Lot of numbers in the chart above, but for now just focus on the discounted present value of debt service difference (Diff DS PV) for the 55Y and 35Y term cases. That’s how sophisticated issuers would compare long-term financing alternatives (e.g., precisely how muni bond issuers evaluate an advance refunding using DBC software packages).
Current Law: 35Y Post-Construction Term — Good Enough for Reset Games
Tax-exempt bond rates are currently pretty good compared to UST yields (e.g., 30Y UST of 4.85% vs. MBIS Index of 3.63%, for a 74% ratio), so it’s no surprise that under current law, a 49% WIFIA Loan and 51% Bond combination is underwater compared to a similar straight bond. The estimated amount is about 1.6% of project cost — negative, but not by much.
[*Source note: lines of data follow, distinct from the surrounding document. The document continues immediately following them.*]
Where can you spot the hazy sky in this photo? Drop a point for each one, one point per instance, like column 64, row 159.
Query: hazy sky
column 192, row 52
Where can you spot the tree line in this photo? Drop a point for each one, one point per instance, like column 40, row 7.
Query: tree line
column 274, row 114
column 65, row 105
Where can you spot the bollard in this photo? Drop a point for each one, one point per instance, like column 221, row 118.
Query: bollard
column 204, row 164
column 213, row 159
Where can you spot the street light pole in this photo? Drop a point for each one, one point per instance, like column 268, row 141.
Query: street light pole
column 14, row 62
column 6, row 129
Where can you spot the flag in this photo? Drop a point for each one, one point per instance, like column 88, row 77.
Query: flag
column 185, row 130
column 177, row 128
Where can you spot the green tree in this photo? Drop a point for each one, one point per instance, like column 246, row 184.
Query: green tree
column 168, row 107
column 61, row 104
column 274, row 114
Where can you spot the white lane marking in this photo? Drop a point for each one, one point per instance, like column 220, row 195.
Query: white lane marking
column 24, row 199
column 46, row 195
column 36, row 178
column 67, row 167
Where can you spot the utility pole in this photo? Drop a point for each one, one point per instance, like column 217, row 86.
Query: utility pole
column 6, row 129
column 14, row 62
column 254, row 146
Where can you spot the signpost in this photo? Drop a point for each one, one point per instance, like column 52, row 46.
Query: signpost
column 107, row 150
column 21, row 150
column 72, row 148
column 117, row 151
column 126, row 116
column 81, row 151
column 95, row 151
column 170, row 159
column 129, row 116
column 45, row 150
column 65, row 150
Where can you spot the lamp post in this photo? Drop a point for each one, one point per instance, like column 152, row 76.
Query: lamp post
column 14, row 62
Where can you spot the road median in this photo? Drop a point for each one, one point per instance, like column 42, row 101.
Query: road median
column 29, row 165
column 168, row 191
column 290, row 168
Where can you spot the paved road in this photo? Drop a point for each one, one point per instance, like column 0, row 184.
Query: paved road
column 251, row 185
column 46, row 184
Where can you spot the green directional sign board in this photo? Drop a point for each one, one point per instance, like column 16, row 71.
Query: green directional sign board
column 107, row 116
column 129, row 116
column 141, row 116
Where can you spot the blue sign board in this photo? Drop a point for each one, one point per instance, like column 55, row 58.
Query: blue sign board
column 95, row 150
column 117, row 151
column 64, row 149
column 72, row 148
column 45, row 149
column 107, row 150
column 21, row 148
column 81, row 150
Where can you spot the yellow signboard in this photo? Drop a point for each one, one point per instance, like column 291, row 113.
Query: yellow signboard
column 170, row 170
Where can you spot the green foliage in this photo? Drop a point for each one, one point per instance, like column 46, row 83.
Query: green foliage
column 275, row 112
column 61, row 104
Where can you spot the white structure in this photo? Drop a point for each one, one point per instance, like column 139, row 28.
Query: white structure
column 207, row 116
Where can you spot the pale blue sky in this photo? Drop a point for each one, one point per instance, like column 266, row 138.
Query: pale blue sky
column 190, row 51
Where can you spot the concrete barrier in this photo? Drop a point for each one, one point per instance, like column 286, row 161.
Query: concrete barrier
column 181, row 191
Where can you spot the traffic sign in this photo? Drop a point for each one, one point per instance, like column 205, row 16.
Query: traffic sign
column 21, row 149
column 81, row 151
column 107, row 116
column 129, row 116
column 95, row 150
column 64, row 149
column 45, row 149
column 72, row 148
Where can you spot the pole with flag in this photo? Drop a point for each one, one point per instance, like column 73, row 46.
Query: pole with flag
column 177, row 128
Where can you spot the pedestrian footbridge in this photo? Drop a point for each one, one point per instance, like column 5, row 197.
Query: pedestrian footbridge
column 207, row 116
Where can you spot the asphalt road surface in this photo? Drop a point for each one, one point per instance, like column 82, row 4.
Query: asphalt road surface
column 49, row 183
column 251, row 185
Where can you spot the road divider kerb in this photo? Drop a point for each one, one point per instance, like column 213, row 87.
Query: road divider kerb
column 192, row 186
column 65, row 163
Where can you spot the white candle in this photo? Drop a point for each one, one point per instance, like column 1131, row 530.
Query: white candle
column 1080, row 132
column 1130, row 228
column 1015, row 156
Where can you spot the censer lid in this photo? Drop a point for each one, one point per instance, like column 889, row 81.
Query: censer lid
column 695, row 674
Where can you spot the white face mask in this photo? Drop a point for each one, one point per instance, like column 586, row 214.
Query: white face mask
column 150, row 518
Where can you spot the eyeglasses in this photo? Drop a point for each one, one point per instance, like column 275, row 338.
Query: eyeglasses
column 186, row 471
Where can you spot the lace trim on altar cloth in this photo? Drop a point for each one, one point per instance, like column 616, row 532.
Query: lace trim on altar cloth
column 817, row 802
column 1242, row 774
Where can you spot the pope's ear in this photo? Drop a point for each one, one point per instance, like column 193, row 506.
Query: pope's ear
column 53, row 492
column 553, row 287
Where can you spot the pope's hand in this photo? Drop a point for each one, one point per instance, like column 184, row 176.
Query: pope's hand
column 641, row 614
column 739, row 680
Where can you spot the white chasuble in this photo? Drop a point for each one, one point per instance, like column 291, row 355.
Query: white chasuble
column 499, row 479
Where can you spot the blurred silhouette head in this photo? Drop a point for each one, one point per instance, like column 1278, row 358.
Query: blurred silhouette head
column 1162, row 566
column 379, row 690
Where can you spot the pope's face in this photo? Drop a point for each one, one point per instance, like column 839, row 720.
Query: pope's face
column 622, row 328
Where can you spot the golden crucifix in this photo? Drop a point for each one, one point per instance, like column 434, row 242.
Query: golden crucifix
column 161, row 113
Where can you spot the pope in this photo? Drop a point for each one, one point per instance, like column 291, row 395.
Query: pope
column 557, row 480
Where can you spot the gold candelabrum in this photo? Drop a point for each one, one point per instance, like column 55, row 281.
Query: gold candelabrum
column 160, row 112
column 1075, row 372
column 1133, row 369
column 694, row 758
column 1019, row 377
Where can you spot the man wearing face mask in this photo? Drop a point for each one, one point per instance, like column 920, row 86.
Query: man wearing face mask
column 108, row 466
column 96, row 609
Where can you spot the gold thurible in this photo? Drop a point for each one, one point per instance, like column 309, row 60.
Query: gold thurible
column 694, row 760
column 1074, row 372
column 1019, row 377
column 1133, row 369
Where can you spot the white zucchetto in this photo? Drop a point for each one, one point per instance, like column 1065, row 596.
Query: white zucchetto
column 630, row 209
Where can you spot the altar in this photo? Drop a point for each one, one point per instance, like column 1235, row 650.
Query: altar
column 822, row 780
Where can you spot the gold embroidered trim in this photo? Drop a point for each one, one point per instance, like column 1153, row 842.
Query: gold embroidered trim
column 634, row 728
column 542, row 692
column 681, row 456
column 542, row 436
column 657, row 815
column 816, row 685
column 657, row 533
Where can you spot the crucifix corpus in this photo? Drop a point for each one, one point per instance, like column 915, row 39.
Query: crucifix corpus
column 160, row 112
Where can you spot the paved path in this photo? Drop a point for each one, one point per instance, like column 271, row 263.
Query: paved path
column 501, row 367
Still, the overall case for a WIFIA/Bond combo might be positive when the value of non-rate features is included. But most of all — by far — is the fact that the WIFIA loan commitment rate can be reset at some point, perhaps years, in the future.
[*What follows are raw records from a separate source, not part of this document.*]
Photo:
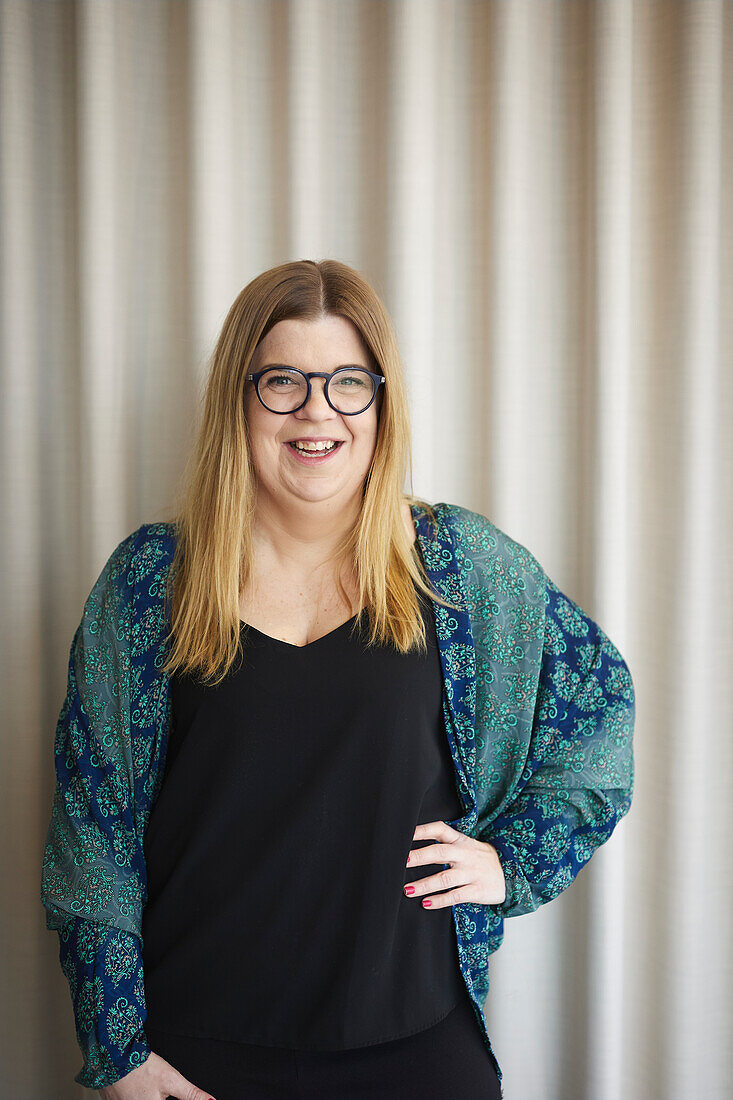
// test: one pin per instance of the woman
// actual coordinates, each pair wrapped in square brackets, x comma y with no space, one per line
[277,701]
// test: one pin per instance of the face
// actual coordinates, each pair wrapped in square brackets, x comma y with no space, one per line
[325,344]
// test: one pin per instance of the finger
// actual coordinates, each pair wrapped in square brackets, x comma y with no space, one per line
[444,880]
[466,892]
[438,829]
[181,1088]
[435,854]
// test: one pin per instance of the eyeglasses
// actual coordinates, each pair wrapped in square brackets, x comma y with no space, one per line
[348,391]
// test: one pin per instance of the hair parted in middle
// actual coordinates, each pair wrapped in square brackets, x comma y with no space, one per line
[217,497]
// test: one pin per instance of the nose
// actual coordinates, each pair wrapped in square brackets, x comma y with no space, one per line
[317,405]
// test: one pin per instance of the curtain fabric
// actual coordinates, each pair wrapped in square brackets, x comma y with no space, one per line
[543,195]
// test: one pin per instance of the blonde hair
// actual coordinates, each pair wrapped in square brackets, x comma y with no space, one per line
[214,518]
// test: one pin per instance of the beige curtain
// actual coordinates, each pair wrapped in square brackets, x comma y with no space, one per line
[543,194]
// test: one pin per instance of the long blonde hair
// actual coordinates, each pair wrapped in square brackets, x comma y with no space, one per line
[214,519]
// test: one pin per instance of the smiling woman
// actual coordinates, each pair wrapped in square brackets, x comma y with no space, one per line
[287,699]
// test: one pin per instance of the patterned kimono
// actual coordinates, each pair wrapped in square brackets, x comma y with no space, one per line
[538,708]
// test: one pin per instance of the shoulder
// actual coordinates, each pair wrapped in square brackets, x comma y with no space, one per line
[152,548]
[146,551]
[491,552]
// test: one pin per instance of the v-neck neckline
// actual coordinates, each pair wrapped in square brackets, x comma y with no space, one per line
[292,645]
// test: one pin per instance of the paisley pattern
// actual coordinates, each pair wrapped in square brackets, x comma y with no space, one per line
[539,713]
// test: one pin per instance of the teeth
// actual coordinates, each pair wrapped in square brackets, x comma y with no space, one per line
[315,447]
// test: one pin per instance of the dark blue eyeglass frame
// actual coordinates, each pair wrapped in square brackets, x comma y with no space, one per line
[378,378]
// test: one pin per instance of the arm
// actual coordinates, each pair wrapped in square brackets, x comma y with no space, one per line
[94,878]
[104,969]
[578,779]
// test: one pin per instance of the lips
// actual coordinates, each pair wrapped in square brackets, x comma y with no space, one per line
[314,458]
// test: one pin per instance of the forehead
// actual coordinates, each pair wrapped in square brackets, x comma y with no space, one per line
[313,344]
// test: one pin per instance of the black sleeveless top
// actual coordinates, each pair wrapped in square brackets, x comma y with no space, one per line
[277,846]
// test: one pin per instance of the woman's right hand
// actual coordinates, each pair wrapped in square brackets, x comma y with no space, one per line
[155,1079]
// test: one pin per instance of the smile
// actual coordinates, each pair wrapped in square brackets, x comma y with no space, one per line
[314,454]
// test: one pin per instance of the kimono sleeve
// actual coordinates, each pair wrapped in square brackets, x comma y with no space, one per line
[105,972]
[579,774]
[93,879]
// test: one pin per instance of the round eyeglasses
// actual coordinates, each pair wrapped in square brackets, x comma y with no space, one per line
[349,391]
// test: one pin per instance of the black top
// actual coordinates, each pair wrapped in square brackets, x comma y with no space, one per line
[276,848]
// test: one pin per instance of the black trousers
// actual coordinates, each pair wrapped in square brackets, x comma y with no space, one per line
[441,1063]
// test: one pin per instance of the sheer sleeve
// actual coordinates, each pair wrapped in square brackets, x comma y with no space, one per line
[579,774]
[94,881]
[104,968]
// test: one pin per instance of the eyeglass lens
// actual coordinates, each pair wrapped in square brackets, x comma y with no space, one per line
[284,391]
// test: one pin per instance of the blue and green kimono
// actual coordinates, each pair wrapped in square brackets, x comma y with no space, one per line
[538,708]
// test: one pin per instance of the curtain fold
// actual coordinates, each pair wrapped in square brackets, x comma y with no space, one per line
[543,194]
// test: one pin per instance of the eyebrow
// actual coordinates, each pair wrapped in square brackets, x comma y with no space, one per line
[287,366]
If the reset remains available, the current rates and NPV comparisons don’t matter that much compared to what might become available in the next year or so. Well, let’s see — election year monetary stimulus? Geopolitical crisis liquidity flood? Deflationary recession after the AI bubble bursts? Trump wildcard of some sort — oh I don’t know, something crazy like launching his own quantitative easing through the home mortgage GSEs?
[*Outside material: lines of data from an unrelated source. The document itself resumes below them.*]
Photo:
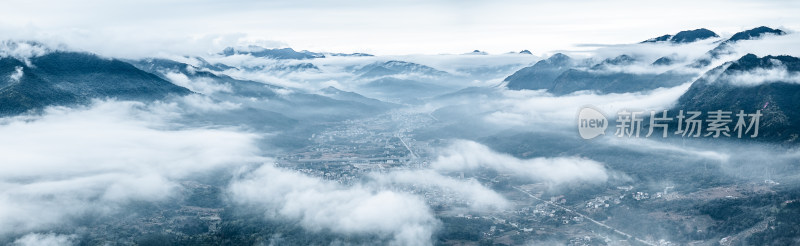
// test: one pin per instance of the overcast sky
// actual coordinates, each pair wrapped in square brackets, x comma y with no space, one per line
[380,27]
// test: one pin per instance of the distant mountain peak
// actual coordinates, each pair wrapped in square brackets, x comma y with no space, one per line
[755,33]
[683,37]
[277,53]
[477,52]
[23,49]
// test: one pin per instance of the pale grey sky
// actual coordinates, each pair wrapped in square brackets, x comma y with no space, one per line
[131,28]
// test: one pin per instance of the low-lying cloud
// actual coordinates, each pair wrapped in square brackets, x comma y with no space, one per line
[69,162]
[403,219]
[467,155]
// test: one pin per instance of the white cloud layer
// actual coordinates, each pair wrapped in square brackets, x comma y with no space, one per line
[403,218]
[74,161]
[468,155]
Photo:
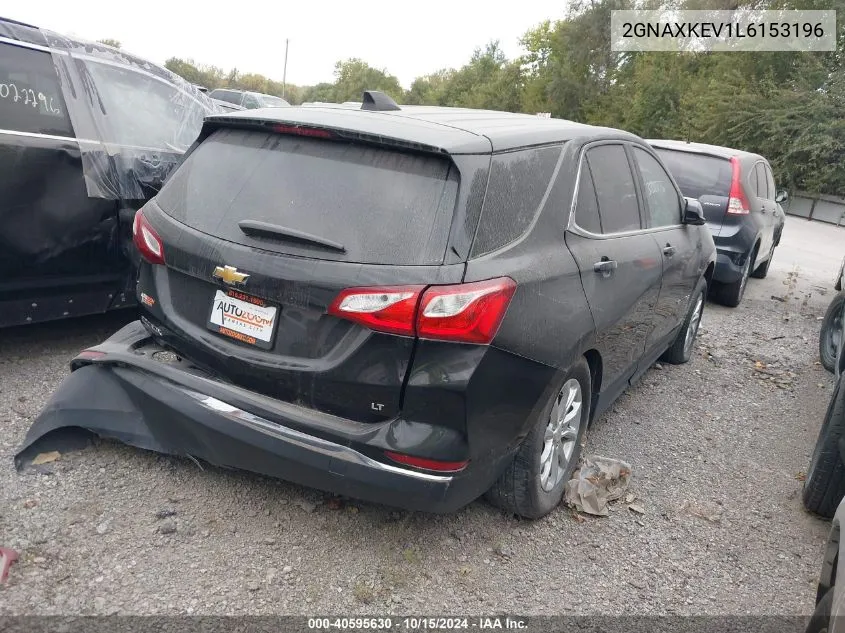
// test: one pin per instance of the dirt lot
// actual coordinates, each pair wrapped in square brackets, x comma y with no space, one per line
[718,448]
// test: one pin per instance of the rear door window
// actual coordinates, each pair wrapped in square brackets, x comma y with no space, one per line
[698,175]
[615,191]
[383,206]
[662,201]
[30,95]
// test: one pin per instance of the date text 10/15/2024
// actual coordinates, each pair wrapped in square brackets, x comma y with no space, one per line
[481,623]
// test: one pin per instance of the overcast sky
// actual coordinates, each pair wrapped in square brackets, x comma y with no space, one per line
[408,39]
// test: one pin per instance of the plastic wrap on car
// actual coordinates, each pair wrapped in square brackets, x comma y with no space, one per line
[115,168]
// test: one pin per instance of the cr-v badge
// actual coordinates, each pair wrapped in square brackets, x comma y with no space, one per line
[230,275]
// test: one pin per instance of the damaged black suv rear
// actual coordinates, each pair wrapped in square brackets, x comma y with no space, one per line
[396,304]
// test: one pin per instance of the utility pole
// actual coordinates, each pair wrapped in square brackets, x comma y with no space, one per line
[285,72]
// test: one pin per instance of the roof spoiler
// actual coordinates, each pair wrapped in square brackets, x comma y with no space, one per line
[378,101]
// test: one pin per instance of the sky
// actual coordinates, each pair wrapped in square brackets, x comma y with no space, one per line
[407,39]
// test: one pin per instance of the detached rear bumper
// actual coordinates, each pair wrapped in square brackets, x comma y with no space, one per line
[174,409]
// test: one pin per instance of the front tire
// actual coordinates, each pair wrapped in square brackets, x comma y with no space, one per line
[731,294]
[533,483]
[681,350]
[763,269]
[825,485]
[831,332]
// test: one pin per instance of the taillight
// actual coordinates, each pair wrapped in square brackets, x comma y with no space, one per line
[469,313]
[389,309]
[147,240]
[737,202]
[427,464]
[466,313]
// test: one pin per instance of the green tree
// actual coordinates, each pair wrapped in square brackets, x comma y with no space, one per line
[353,76]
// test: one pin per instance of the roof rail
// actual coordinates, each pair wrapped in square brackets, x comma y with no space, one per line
[378,101]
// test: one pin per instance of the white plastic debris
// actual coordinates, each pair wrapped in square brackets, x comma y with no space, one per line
[597,481]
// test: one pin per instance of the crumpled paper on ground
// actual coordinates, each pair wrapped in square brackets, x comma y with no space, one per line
[597,481]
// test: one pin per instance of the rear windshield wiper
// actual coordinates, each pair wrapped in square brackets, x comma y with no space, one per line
[254,228]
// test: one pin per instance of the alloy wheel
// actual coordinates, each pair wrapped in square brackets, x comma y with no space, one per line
[561,435]
[692,328]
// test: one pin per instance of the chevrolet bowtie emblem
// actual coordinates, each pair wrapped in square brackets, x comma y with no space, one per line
[230,275]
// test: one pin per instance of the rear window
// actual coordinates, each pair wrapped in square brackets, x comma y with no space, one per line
[698,175]
[383,206]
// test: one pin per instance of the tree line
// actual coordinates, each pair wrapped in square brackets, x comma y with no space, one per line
[787,106]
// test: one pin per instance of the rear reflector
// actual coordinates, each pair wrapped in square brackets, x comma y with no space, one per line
[465,313]
[427,464]
[147,240]
[737,202]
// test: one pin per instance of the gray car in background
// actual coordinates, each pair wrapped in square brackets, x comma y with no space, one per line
[742,205]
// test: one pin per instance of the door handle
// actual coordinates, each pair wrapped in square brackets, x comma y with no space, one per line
[605,266]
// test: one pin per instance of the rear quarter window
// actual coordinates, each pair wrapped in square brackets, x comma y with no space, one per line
[518,183]
[697,174]
[383,206]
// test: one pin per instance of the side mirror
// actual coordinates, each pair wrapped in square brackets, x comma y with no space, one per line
[693,213]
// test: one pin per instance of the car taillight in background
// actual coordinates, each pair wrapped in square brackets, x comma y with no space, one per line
[466,313]
[147,240]
[737,202]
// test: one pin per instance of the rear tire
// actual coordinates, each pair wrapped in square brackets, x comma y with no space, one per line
[681,350]
[825,485]
[731,294]
[523,489]
[831,328]
[820,621]
[763,269]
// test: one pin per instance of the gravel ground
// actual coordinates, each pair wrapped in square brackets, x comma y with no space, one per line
[717,448]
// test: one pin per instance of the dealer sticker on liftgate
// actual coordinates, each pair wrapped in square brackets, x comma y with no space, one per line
[243,317]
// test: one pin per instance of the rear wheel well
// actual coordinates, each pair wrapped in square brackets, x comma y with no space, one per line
[594,362]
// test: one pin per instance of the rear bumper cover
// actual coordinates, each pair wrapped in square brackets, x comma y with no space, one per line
[127,396]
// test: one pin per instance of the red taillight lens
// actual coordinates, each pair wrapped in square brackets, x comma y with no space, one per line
[147,240]
[469,313]
[302,131]
[428,464]
[389,309]
[466,313]
[737,202]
In all these cases, UST yields are likely to fall faster than bond rates — at which point, the reset can capture the value. If things go the other way, the worst case is you’ve got the WIFIA commitment in hand, effectively capping a minor downside.
I think the reset features explains much of why there was rush by WIFIA applicants to close ASAP at the end of 2025 — i.e., when the prospect of an especially ‘interesting’ 2026 was becoming clearer — despite relatively unfavorable numbers for a WIFIA loan.
Of course, this strategy depends on the reset remaining available — another wildcard, as recently discussed in this post, The Zeldin Letters, and (with a good deal more diplomacy) in this WFM article, Is WIFIA’s Interest Rate Reset Feature at Risk?.
Amended Law: 55Y Post-Construction Term — Calmer Waters
Now consider the case if a 55Y post-construction loan term was available in the WIFIA loan. There’s a solid NPV benefit of 4.5% of project cost, all due to the fact that UST post-30-year ‘flat forward’ rates apply to more of the project loan balance, something that market-traded, primarily retail-owned tax-exempt bonds can never match.
For a long-lived project, the ability to capture some of the UST flat-forward curve would be a unique and sustainable capability of a 55Y WIFIA loan. The attitude towards seeking a WIFIA commitment could change — the value is economic and fundamental, ultimately based on intrinsic federal strengths as a lender.
Sure, WIFIA’s interest rate management features would still look good, but they wouldn’t be the central focus, and there’d be more applicants that can’t’ play the arbitrage game (e.g., large, one-off water management and flood control projects that are too idiosyncratic to get good rates or even access to the bond market, maybe someday small project combinations, and so on). WIFIA would have a substantive — and defendable — purpose and role in US water infrastructure renewal, with demonstrable additionality and measurable policy outcomes, not just false narrative. Isn’t that what WIFIA stakeholders should really want as we proceed into ever more turbulent times?